Hansson a vendu sa voiture en 1966 ou 1967 à un architecte de Torquay et, à la fin des années 1970, à une époque où la P5 n’intéressait pas grand monde, toute trace de la Panelcraft avait disparu. Elle a refait surface au milieu des années 1990, à restaurer mais avec une sellerie et une mécanique assez bien conservées. La voiture, immatriculée 500 CBY, était alors remise en état et exposée lors d’évènements Rover, mais le propriétaire Terry Norton se laissait convaincre de la céder en 2004 à l’amateur australien Bruce Duncan, basé à Hornsby, à 20 km au nord
de Sydney. Duncan a effectué quelques travaux complémentaires sur les garnitures intérieures et le système électrique, avant de revendre la voiture début 2012 à son propriétaire actuel, Albert Stacey, dans le Wiltshire : ainsi, la Panelcraft P5 est revenue en Angleterre. Stacey est un passionné de P5, « j’ai acheté ma première P5 B dans les années 1970 car nous avions besoin d’une grande voiture pour ma famille,» rappelle-t-il. «Celles-ci n’étaient pas chères à cause de leur consommation mais, s’agissant d’une deuxième voiture, ce n’était pas très grave. » Il est resté fidèle au modèle et possède aujourd’hui une
Rover P5 B Coupé ainsi qu’une Citroën DS23ie, mais aucune voiture moderne!

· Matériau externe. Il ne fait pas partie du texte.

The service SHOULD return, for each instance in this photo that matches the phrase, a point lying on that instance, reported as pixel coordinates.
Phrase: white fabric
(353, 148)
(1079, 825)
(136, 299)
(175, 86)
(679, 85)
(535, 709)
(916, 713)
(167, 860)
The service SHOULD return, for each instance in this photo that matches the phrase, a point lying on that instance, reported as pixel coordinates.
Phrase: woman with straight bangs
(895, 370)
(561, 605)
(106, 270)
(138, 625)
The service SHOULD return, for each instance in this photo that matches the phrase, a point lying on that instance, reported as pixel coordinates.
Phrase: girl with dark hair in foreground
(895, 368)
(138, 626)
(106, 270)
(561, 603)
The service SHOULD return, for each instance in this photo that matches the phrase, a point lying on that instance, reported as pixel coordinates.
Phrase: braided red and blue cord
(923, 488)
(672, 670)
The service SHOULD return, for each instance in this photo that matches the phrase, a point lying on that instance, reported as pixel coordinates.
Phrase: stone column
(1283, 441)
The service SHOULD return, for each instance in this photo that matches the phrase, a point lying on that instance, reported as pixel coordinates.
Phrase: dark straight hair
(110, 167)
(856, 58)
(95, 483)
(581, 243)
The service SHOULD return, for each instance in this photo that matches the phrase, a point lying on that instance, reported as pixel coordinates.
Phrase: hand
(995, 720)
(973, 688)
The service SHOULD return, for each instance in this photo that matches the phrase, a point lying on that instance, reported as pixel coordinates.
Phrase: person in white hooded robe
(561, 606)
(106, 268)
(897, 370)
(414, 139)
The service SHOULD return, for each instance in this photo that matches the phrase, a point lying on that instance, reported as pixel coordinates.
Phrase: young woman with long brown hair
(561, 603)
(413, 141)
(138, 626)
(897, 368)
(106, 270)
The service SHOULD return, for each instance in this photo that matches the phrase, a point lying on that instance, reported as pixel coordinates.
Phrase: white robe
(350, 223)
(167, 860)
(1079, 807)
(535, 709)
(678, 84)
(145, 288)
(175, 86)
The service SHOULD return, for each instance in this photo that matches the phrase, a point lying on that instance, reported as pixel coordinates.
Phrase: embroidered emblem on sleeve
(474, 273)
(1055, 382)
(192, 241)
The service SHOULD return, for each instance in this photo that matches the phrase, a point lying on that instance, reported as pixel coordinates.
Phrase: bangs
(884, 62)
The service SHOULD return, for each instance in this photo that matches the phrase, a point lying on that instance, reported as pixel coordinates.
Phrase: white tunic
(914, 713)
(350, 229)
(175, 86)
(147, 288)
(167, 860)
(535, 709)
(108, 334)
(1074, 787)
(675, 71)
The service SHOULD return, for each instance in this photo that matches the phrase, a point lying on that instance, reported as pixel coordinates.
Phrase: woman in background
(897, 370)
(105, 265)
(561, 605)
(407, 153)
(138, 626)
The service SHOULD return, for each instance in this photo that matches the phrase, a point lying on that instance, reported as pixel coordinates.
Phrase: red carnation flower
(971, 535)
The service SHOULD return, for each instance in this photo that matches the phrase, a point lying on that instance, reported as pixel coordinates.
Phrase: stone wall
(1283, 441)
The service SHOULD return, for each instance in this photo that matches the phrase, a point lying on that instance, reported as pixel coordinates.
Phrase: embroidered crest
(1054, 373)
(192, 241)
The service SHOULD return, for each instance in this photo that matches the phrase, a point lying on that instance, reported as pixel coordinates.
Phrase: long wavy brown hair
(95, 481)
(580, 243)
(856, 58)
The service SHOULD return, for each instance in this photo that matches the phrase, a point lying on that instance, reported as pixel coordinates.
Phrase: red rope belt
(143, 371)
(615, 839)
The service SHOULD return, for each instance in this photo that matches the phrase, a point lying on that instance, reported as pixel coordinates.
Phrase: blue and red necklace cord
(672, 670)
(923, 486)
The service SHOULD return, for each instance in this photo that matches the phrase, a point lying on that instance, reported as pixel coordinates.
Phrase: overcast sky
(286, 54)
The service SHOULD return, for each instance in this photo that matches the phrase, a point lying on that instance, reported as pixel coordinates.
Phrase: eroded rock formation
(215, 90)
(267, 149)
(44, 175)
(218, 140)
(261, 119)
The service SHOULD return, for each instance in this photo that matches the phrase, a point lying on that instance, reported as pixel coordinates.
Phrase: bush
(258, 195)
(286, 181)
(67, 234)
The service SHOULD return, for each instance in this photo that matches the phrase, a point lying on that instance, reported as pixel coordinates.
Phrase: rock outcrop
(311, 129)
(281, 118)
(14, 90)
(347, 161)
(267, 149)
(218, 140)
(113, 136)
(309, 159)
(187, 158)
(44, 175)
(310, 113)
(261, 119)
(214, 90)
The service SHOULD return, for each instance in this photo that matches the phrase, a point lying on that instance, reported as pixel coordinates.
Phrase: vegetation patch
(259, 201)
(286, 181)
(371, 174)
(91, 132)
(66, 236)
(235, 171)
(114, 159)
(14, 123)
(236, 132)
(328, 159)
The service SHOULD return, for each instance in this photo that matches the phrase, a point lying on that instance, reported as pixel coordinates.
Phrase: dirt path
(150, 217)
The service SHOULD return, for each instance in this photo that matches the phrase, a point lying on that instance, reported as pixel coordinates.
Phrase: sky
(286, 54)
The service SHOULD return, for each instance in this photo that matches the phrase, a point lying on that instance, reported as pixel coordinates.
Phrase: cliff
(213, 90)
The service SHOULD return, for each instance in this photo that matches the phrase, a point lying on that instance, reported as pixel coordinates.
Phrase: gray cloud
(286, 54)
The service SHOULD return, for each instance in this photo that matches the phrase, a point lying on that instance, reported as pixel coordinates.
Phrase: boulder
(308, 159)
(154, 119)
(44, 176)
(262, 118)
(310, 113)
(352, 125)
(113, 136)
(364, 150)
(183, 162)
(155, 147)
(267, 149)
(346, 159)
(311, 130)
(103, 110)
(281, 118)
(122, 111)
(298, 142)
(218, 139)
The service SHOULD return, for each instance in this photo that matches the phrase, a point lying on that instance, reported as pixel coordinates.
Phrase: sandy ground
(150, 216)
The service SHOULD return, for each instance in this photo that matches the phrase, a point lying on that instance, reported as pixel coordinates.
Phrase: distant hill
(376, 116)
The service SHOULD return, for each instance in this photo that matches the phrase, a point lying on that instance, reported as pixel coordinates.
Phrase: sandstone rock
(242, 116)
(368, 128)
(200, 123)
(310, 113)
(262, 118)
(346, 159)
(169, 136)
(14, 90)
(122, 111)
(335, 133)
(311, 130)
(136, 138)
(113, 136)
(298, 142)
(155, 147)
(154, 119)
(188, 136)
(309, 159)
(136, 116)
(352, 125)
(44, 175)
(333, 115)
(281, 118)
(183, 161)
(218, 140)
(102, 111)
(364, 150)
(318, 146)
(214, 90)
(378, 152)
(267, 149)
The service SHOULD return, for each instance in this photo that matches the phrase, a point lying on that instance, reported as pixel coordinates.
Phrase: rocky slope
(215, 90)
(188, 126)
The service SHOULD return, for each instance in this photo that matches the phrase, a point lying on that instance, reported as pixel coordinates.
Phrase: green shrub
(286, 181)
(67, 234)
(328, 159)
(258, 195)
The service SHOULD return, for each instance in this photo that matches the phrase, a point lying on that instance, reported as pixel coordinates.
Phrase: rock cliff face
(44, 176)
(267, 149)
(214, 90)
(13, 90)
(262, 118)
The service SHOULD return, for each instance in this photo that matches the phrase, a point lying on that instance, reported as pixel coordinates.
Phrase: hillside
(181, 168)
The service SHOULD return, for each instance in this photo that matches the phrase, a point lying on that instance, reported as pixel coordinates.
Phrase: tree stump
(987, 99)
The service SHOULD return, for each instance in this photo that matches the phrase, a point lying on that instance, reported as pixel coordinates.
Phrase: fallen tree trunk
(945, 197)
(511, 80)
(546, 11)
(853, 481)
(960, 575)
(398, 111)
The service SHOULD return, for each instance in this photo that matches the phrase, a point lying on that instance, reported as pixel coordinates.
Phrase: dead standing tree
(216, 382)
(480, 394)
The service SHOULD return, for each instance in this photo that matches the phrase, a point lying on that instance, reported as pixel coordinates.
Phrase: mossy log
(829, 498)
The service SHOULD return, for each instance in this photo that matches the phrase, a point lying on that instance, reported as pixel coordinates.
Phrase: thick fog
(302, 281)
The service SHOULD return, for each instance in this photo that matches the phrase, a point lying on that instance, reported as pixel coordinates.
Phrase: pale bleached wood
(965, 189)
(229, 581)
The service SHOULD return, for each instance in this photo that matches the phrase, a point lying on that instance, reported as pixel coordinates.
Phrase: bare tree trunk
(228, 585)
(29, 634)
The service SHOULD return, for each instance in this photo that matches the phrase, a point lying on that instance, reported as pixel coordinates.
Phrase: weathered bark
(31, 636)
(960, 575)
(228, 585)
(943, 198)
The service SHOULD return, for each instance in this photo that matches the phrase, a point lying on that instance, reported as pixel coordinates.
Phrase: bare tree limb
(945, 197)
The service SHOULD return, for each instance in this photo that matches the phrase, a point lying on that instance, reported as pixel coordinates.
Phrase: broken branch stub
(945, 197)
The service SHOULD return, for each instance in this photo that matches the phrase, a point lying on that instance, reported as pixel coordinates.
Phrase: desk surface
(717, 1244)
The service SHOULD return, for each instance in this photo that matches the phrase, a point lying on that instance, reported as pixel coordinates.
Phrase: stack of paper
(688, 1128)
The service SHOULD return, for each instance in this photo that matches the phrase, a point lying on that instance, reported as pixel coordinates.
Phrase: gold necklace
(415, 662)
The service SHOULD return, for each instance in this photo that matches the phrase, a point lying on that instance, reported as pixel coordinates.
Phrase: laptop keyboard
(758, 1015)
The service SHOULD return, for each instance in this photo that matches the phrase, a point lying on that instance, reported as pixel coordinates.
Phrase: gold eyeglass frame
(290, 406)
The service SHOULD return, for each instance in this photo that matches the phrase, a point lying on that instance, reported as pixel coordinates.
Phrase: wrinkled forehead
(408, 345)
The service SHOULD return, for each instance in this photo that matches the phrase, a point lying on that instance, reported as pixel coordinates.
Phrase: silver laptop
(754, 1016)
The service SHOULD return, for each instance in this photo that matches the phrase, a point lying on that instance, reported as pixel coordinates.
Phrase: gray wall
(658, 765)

Sur la route, la Panelcraft P5 se comporte agréablement. Capote levée, elle donne un sentiment de berline et paraît plus spacieuse à l’arrière que la conduite intérieure, ce qui n’est pas le cas. Stacey me montre comment replier la capote derrière les sièges. Le six-cylindres en ligne est extrêmement discret et la Rover accélère avec douceur, accompagnée en première d’un chant très “vintage”. Le levier de vitesses réclame des mouvements amples, mais ce premier rapport est rarement utilisé; en fait, vous vous contentez de
jouer entre la quatrième et l’overdrive au volant. Le couple maximum se situe à moins de 2 000 tr/ mn, si bien que monter les régimes ne sert pas à grand-chose. Capote baissée, vous prenez un peu plus conscience de la sonorité discrète de l’échappement et les pneus avant crissent légèrement pour lutter contre le sous-virage si vous entrez un peu vite dans une courbe serrée. Ce sont à peu près les seuls bruits qu’émet la Rover, et les renforts de carrosserie doivent être bien adaptés car elle ne présente ni craquements ni tremblements.
La direction bénéficie d’une assistance Hydrosteer efficace qui dissimule presque le fait qu’en braquant, la voiture se dirige exactement là où vous le souhaitez. Une conduite sportive n’est pas adaptée à sa personnalité et, de façon naturelle, vous éliminez toute agressivité au volant de ce prototype fascinant et bien élevé. Il est intéressant d’imaginer le cabriolet P5 B à moteur V8 que Rover aurait pu produire, si l’idée d’une découvrable avait fait son chemin. Elle serait aujourd’hui aussi intéressante à collectionner qu’une Mercedes 280 SE 3,5 litres cabriolet.